I’ve written hundreds of thousands of words. Most of them are tucked away in notebooks and in “slush” document files. My first stories were TERRIBLE, but bit by bit, my writing has improved. Now, I’m trying to learn how to outline and write without the hassle of needlessly throwing away thousands of words due to poor planning. I understand my first drafts are still going to be rough, but at least I’ll know what direction my story is going.
To me, story structure is like a puzzle. You put the pieces in the right order and (hopefully) the story makes sense. What makes Blake Snyder’s book so different? He tells you where to put your scenes. Literally. Writing a 110 pg script? Simple, the “All is Lost” scene goes on pg 75.
If you’re looking to write something a little longer, there’s an online site created by The 47 Ronin Media group with a “Beat Sheet Calculator.” You plug in the page count of your book, and it tells you the approximate page number where your various scenes should go.
For example, let’s say you’re writing 55,000-word manuscript. That’s about 200 pages in paperback form. You plug your info into the calculator and you get this:
It tells you what scene goes on what page!
Is this gimmicky? Maybe. Is it using a formula? Most certainly! Could it help a newbie writer figure out story structure? I don’t think it could hurt, especially if you think of it as a tool and don’t put too much pressure on yourself to follow this to the letter.

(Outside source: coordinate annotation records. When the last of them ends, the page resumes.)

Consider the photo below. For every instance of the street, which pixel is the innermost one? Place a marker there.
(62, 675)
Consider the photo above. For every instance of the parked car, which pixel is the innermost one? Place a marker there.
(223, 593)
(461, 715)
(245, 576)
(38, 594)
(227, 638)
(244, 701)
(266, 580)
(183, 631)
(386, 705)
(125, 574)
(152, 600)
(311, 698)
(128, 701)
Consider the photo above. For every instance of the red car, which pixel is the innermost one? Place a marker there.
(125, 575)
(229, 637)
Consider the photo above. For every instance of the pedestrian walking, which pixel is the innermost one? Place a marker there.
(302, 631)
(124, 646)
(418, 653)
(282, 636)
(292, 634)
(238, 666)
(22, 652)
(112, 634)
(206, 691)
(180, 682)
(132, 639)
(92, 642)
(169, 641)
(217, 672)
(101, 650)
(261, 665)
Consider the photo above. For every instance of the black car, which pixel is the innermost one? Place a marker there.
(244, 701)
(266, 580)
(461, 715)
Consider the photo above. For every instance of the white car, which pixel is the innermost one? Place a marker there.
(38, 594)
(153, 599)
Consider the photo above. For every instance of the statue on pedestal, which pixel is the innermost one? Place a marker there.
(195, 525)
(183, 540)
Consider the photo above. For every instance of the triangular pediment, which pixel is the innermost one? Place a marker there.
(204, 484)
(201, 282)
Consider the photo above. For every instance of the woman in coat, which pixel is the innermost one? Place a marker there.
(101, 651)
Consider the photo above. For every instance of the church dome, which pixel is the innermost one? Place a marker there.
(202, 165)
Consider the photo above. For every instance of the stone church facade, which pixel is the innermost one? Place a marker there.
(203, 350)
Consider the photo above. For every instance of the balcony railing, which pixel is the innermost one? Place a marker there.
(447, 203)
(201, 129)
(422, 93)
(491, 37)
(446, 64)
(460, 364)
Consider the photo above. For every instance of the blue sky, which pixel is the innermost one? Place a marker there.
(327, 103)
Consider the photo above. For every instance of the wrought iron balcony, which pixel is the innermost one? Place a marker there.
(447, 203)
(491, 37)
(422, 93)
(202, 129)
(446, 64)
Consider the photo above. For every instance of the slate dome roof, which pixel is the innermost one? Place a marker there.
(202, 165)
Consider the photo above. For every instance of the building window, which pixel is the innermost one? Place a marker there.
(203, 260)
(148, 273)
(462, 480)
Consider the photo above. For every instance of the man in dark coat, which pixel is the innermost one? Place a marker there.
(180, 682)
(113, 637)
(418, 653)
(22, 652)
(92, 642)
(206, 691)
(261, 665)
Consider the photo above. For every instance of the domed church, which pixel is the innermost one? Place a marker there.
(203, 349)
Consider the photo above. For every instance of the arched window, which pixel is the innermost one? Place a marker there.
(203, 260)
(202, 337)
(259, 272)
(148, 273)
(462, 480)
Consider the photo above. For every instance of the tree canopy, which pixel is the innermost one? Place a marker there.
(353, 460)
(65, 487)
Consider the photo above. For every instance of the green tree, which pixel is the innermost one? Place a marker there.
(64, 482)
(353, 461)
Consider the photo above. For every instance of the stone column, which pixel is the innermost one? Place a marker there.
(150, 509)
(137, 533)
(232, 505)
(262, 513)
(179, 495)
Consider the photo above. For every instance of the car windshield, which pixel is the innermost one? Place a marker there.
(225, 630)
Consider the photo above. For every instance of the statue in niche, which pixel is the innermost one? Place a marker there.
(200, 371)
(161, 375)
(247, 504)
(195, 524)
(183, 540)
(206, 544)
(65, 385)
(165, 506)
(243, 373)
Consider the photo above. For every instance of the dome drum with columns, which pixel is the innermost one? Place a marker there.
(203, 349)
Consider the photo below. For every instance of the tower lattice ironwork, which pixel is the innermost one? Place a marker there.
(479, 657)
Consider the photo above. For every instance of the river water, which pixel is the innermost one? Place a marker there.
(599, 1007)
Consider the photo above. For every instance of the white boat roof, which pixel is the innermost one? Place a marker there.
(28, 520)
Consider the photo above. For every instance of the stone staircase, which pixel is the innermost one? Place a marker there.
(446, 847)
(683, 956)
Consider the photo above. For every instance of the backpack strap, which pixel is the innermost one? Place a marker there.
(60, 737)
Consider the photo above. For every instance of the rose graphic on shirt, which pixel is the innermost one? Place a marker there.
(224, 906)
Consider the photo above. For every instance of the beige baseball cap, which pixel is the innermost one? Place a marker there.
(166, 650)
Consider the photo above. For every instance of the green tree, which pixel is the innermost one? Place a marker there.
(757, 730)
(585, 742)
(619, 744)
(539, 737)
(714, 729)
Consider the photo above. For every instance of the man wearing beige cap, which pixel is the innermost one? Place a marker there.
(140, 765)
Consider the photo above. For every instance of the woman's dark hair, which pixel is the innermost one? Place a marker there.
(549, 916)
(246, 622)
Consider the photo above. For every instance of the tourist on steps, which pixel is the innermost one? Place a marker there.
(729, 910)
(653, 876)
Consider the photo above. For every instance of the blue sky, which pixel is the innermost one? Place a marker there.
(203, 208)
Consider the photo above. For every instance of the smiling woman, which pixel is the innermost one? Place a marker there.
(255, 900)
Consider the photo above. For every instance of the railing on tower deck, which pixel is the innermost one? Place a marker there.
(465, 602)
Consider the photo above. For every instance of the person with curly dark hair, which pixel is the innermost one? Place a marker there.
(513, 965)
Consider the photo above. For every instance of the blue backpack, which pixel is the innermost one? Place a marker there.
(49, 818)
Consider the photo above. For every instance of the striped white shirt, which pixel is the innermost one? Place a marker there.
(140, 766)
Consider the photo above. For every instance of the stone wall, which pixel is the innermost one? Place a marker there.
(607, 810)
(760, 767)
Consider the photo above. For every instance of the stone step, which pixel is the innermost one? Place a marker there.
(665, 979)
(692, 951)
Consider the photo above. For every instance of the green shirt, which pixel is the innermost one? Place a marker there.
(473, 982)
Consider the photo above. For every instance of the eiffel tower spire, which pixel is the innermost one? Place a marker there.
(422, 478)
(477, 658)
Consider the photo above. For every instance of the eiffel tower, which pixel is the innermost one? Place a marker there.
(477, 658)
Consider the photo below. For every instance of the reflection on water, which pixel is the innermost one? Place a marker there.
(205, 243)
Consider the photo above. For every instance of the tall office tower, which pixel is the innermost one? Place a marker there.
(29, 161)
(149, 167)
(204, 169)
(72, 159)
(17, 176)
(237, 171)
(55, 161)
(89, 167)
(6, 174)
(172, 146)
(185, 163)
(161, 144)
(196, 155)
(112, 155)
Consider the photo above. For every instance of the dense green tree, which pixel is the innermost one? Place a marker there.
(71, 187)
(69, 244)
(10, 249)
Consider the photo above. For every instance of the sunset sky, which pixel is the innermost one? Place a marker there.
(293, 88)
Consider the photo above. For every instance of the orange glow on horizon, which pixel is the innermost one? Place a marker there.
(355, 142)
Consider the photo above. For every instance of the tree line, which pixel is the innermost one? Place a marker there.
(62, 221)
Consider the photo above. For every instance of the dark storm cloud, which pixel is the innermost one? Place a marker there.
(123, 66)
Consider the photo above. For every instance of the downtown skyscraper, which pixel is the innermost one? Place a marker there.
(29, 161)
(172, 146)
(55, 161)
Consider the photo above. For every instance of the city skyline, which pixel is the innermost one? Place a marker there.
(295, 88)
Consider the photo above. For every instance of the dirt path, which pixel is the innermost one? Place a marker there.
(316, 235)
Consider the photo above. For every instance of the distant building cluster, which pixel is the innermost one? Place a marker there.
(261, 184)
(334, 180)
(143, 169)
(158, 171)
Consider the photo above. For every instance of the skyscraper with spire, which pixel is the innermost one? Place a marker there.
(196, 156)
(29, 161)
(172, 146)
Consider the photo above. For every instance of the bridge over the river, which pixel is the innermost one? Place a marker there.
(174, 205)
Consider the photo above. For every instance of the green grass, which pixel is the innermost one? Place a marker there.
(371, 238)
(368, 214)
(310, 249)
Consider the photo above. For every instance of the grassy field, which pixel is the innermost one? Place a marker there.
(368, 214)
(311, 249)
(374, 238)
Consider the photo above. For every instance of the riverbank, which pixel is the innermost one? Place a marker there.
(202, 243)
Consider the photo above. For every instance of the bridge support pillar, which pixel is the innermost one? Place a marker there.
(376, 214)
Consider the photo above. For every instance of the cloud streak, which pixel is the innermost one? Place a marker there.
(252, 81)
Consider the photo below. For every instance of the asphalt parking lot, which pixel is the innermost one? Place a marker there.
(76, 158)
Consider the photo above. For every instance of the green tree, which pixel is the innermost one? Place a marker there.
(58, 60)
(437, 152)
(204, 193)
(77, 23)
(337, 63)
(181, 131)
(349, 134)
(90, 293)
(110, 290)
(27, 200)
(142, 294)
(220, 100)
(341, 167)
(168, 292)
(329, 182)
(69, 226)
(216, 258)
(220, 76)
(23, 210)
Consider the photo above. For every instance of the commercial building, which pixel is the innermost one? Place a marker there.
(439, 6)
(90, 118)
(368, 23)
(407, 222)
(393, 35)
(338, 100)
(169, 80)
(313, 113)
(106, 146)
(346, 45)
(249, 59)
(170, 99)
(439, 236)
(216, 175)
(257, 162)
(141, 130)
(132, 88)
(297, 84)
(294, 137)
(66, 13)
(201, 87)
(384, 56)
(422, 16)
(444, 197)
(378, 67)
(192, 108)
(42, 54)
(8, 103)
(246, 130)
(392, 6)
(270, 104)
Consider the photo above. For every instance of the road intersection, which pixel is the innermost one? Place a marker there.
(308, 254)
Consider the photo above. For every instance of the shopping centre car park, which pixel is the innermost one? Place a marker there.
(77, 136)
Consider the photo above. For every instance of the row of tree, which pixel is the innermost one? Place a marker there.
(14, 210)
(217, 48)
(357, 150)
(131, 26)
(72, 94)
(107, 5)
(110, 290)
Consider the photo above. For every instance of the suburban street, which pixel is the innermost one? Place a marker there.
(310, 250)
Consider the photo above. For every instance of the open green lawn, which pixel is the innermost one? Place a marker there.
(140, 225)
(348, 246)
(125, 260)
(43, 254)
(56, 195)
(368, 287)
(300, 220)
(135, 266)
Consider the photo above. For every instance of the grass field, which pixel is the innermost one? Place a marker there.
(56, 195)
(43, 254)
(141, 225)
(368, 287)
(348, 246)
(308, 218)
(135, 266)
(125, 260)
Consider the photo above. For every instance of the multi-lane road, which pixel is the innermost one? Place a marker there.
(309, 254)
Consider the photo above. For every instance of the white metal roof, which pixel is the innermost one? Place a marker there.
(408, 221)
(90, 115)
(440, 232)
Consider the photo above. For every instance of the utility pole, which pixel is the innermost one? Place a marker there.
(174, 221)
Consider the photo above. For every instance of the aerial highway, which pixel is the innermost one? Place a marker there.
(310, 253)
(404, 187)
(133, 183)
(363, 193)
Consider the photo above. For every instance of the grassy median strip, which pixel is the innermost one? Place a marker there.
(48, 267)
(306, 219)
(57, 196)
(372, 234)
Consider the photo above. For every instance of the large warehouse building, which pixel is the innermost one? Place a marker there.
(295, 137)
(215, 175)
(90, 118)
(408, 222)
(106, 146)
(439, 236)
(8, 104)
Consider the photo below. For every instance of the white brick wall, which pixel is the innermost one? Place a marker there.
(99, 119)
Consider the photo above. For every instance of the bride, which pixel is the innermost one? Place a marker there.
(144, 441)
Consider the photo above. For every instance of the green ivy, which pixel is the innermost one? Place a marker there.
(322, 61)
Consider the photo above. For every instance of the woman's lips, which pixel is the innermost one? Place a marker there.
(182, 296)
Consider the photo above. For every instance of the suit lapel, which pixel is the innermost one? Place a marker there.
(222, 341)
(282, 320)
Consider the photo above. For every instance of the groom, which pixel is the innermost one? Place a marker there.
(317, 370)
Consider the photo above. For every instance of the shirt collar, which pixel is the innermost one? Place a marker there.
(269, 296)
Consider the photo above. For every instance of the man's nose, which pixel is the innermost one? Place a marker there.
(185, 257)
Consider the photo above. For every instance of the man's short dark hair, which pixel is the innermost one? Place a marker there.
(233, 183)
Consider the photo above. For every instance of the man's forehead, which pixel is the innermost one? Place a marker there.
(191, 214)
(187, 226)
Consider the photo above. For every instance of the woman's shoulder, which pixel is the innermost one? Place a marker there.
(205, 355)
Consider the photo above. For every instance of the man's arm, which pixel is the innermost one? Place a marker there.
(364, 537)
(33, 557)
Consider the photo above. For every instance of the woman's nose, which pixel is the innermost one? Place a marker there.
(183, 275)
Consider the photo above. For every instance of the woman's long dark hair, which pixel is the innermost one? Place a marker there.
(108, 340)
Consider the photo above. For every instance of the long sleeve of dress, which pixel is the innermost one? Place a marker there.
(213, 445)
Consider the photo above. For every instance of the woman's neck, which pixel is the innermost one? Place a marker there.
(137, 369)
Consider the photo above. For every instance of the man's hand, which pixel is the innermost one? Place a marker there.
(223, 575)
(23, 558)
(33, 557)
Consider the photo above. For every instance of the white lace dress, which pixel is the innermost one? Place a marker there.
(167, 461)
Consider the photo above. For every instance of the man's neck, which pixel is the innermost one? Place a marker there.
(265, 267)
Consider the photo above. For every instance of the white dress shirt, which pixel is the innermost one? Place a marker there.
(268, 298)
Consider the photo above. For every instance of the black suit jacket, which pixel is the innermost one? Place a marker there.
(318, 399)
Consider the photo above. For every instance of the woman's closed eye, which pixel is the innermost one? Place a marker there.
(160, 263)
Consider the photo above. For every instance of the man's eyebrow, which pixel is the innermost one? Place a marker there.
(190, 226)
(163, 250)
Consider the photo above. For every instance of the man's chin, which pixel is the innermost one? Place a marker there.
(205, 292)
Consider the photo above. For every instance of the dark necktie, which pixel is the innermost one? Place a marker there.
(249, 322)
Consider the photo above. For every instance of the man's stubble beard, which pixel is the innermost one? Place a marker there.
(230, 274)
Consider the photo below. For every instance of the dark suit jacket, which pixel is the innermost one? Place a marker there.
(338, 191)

It’s a three-act structure, broken down further into a 15 part outline. Blake Snyder goes into more detail in his book. Writing a horror novel is going to be different from writing a romance, but he made a strong argument about the use of an outline, regardless of genre.
Every writer is different, but this was a fun tool to find. I could certainly see where it might be useful during NaNoWriMo!
What do you think? What’s worked for you? What writing advice can you give?